We placed both of the above questions on a survey in 2004, using a split sample, and found that the numbers at the extremes stayed about the same:
- legal in all cases (19%) and legal in almost all cases (19%);
- illegal in all cases(18%) and never legal (21%).
The middle positions shifted, however.
- The new language told us that 20% chose legal in most cases and 36% chose legal in just a few cases.
- The traditional version had it flipped: 28% saying illegal in most cases and 32% saying legal in most cases.

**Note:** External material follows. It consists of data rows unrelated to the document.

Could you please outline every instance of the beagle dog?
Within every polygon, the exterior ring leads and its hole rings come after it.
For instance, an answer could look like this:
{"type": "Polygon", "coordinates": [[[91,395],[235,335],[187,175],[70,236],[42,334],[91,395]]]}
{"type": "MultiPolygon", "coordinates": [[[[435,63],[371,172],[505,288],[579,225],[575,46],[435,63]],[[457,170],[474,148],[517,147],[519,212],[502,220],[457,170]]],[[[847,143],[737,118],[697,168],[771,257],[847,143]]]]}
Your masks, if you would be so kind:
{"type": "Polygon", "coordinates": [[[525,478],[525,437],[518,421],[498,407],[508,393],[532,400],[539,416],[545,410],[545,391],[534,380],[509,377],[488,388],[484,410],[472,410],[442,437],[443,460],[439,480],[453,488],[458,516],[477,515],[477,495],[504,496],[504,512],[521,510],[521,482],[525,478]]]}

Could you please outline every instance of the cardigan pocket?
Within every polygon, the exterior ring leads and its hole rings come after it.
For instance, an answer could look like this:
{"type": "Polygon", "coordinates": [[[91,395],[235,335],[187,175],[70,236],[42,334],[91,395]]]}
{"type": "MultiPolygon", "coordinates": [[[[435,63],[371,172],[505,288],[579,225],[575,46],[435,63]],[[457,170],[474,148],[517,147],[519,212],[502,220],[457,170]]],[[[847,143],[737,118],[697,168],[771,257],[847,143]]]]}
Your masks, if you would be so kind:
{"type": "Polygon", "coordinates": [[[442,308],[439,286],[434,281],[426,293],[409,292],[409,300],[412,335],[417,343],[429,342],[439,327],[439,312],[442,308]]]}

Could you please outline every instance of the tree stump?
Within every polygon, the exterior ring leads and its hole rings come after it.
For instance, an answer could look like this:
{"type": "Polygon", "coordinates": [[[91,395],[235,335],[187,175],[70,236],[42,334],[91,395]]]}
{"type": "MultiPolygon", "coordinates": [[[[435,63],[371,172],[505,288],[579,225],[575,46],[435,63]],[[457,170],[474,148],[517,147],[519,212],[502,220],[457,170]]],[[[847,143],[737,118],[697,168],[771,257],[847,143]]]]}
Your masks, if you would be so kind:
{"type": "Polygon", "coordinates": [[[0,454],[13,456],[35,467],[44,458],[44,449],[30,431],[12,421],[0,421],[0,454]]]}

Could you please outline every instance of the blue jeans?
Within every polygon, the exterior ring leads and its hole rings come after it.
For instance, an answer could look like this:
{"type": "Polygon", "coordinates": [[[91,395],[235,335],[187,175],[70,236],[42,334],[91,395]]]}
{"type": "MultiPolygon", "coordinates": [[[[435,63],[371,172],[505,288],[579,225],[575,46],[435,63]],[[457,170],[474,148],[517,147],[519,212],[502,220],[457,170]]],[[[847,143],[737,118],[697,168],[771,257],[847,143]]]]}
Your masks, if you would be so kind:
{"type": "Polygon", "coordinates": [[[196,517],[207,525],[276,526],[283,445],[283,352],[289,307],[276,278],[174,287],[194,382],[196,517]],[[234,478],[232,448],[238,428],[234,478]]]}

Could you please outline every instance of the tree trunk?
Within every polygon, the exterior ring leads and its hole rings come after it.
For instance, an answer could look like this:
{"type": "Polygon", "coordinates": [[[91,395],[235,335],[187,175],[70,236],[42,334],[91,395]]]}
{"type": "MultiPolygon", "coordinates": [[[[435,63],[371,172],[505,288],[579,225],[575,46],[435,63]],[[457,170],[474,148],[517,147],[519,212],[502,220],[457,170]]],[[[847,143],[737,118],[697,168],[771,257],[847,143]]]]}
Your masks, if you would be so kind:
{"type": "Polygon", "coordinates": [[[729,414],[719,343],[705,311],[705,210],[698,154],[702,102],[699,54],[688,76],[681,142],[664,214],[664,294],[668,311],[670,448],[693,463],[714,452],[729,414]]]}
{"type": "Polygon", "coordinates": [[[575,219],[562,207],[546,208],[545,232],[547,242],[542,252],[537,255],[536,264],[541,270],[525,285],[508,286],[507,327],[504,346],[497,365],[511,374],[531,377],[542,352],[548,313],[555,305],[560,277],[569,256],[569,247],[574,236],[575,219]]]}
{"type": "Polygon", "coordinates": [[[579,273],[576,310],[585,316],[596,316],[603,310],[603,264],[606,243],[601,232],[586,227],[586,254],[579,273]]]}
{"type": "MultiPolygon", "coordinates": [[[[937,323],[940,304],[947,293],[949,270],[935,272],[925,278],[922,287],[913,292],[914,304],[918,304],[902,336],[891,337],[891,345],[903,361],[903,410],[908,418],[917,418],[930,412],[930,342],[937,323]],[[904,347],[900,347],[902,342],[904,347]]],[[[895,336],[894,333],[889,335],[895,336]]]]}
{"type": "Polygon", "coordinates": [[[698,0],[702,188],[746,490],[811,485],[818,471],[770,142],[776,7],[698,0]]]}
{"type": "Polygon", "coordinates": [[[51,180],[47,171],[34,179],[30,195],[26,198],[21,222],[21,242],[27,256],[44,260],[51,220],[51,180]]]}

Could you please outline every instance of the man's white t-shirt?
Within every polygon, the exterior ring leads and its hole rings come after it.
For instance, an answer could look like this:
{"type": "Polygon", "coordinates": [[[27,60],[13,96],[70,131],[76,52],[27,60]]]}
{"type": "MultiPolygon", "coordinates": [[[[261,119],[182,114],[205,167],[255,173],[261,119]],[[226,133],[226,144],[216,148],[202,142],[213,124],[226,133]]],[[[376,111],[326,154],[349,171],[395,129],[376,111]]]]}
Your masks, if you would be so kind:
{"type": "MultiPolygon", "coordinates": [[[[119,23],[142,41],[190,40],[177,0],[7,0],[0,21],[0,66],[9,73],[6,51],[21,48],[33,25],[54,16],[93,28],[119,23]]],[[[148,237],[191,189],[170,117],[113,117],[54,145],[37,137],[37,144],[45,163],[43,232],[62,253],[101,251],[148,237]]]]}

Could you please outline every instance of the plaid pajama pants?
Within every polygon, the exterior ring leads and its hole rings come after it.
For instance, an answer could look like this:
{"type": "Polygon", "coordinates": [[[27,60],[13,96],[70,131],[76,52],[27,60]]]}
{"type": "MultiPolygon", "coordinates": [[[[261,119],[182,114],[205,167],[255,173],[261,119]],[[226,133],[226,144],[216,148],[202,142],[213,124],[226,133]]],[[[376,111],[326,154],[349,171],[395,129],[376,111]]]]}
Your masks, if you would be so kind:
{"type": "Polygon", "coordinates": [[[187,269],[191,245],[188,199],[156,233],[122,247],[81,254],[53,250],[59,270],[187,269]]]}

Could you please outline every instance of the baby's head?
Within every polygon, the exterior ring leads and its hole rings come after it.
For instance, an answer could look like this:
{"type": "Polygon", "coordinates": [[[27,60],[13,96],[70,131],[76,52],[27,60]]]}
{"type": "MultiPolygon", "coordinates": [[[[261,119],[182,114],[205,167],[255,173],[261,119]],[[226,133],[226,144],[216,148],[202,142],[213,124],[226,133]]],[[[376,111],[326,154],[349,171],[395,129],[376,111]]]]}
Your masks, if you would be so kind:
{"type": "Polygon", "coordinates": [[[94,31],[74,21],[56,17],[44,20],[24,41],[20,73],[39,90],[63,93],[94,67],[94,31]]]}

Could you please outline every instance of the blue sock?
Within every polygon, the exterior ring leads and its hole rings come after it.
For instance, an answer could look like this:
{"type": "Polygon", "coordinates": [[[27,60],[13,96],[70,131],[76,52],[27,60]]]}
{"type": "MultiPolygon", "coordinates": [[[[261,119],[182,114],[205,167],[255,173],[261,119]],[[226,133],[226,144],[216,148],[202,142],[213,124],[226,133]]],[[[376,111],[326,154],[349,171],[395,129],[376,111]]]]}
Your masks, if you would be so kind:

The traditional wording can be misleading because it suggests that abortion opinions are an either-or proposition, when in fact, they are on a continuum. The legal vs. illegal frame for the abortion question pushes pollsters and news people to collapse the first two categories vs. the second two categories, so you report so much support FOR abortion and so much support AGAINST abortion. As the Pew release stated: "Currently 46% say abortion should be legal in most cases (28%) or all cases (18%); 44% believe that abortion should be illegal in most (28%) or all cases (16%)." This leads people to think half the public is for abortion and half is against, when it is a lot more interesting than that.
Between 56 and 60 percent of Americans count themselves somewhere in the middle on abortion. Unlike other issues, such as global warming, school vouchers, or economic stimulus programs from the federal government, there is no muddled middle on abortion. Rather, we see a firmly-ambivalent, or comfortably-conflicted middle. From our own research we know that these are people who do not subscribe to an ideological pro-women's rights or anti-abortion sentiment but rather have made a conscious decision to take a middle position because they believe the circumstances matter.
Thinking about abortion opinions in this way does not answer the question - what is the reason behind the shift in Pew's numbers on abortion? It does suggest that the movement detected by Pew is not so much a drop in overall support for abortion but some kind of shift in opinions on restrictions of one type or another.
The Pew question leads me to three suggestions: 1) change the four-way question to reflect how the public approaches abortion, by not placing things in a strictly legal vs. illegal mode, 2) stop emphasizing the collapsed categories, so that the news media must report abortion opinions on a continuum, not one side versus the other side; and 3) look more closely at the people taking a middle position. They are a majority of Americans.
As Ronald Reagan would have put it, "you can learn a lot by just listening."
John Russonello is a partner with Belden Russonello & Stewart: Public Opinion Research and Strategic Communications in Washington, DC. He writes the blog "Think it Through."